Saturday, February 23, 2013

More On Select Queries

We have gone thru Select queries fundamentals earlier. You can revisit the same again here. Its time to dig deeper into more what you can do with Select.

Lets try to refresh with a query.
Query 1: To get the name of all parents who has two or more girls in the school.
select p.name 
from parents as p 
inner join students as s on s.id = parent_id 
where gender = 'F'
group by p.id having count(*)>2;

Lets now see select query inside query - sub-queries

Query 2: Find the list of students who has no parent details in the system
There are two approaches - The common approach is using sub-query with not in clause


select s.name
from students as s 
where s.parent_id not in ( select id from parents)
Query is like first identifying the all rows from students table and checking with list of all the parent-ids to identify the required records. But if you analyse more, the sub-query is ran for each matching row. And it can be done better with join

select s.name
from students as s 
left join parents as p on p.id = s.parent_id
where p.id is null
For those who the query is confusing, ignore the where clause first.It will list all the students and gets parent ids, if they have on (we are using left join). Now we add the where clause, its saying to ignore if parent id is mapped. Now the time take for the query will be lesser. But there can be cases where the sub-queries can  be useful.
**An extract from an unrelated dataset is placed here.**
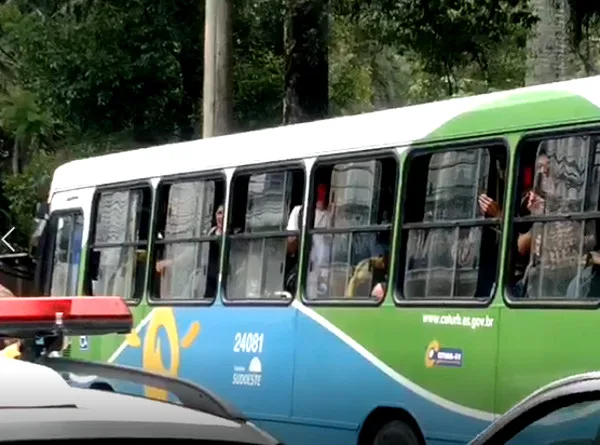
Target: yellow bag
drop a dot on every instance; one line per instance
(11, 351)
Just for the sake of knowledge, I will show you another query - but its heavy and I would say, never ever use it.
Query 3 : List all students with number of students from the family currently studying in the school

select s.name,
(select count(*) from students as s1 where s.id = s1.id) as students_from_family
from students as s 
Here again the select sub-query is ran for each matching row.This could again be better executed using a JOIN query.
select s.name, count(s1.id)
from students as s 
left join students as s1 on s1.parent_id = s.parent_id
group by s.id

Now lets look into another type of query - derived-query. It uses a select query inside FROM or JOIN clause.
Query 4: To get the count of parents and students where parent_id is greater than 4

select s.name, count(s.id), p.name
from students as s 
left join (select id, name from parents as p where p.id <4) as p 
on p.id = s.parent_id
We can again get the result without join but its good to keep all these weapon with you. If you do an explain, you will notice there is a Temporary table creation involved here(row 2)
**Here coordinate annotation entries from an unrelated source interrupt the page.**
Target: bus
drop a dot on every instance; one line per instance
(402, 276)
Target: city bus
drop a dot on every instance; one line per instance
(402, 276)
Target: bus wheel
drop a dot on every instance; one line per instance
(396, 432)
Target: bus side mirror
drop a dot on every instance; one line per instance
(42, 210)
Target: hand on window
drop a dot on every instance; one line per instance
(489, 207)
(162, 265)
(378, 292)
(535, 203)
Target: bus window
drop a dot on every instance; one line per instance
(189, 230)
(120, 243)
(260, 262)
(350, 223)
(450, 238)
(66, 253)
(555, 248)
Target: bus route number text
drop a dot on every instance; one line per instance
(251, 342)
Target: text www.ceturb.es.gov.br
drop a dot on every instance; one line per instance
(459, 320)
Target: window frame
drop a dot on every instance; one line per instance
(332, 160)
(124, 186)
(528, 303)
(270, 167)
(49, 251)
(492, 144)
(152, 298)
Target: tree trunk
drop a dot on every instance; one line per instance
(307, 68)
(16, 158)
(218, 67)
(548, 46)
+----+-------------+------------+-------+---------------+---------+---------+------+------+-------------+
| id | select_type | table      | type  | possible_keys | key     | key_len | ref  | rows | Extra       |
+----+-------------+------------+-------+---------------+---------+---------+------+------+-------------+
|  1 | PRIMARY     | s          | ALL   | NULL          | NULL    | NULL    | NULL |    5 |             |
|  1 | PRIMARY     | <derived2> | ALL   | NULL          | NULL    | NULL    | NULL |    2 |             |
|  2 | DERIVED     | p          | range | PRIMARY       | PRIMARY | 4       | NULL |    2 | Using where |
+----+-------------+------------+-------+---------------+---------+---------+-------------+


I would rather suggest to create your own Temporary Table, execute the query by joining your tables and finally dropping the Temporary Table.

 create temporary table temp_parents(
 id int(11) not null,
 name varchar(30),
 index(id)
 )
 select id, name
 from parents 
where id > 4;



select s.name, count(s.id), p.name
from students as s 
left join temp_parents as p 
on p.id = s.parent_id;

delete temporary table temp_parents;

The advantage of creating your own temp table is, we can define your own indexes and optimize the query. Also as your join query is ran on temp table, the original table huge table wont be locked during your query.

Note: Temp tables exists only with in session - ie same table name but with different content can exists across 2 session and will expire soon after the session is closed
In the above create table query, we have combined both CREATE and INSERT into single query. See more options of  CREATE TABLE here

These Temp table is approach is useful especially when you parent table is huge (with millions of records) and your join clause needs to match only few thousands  rows from the huge table.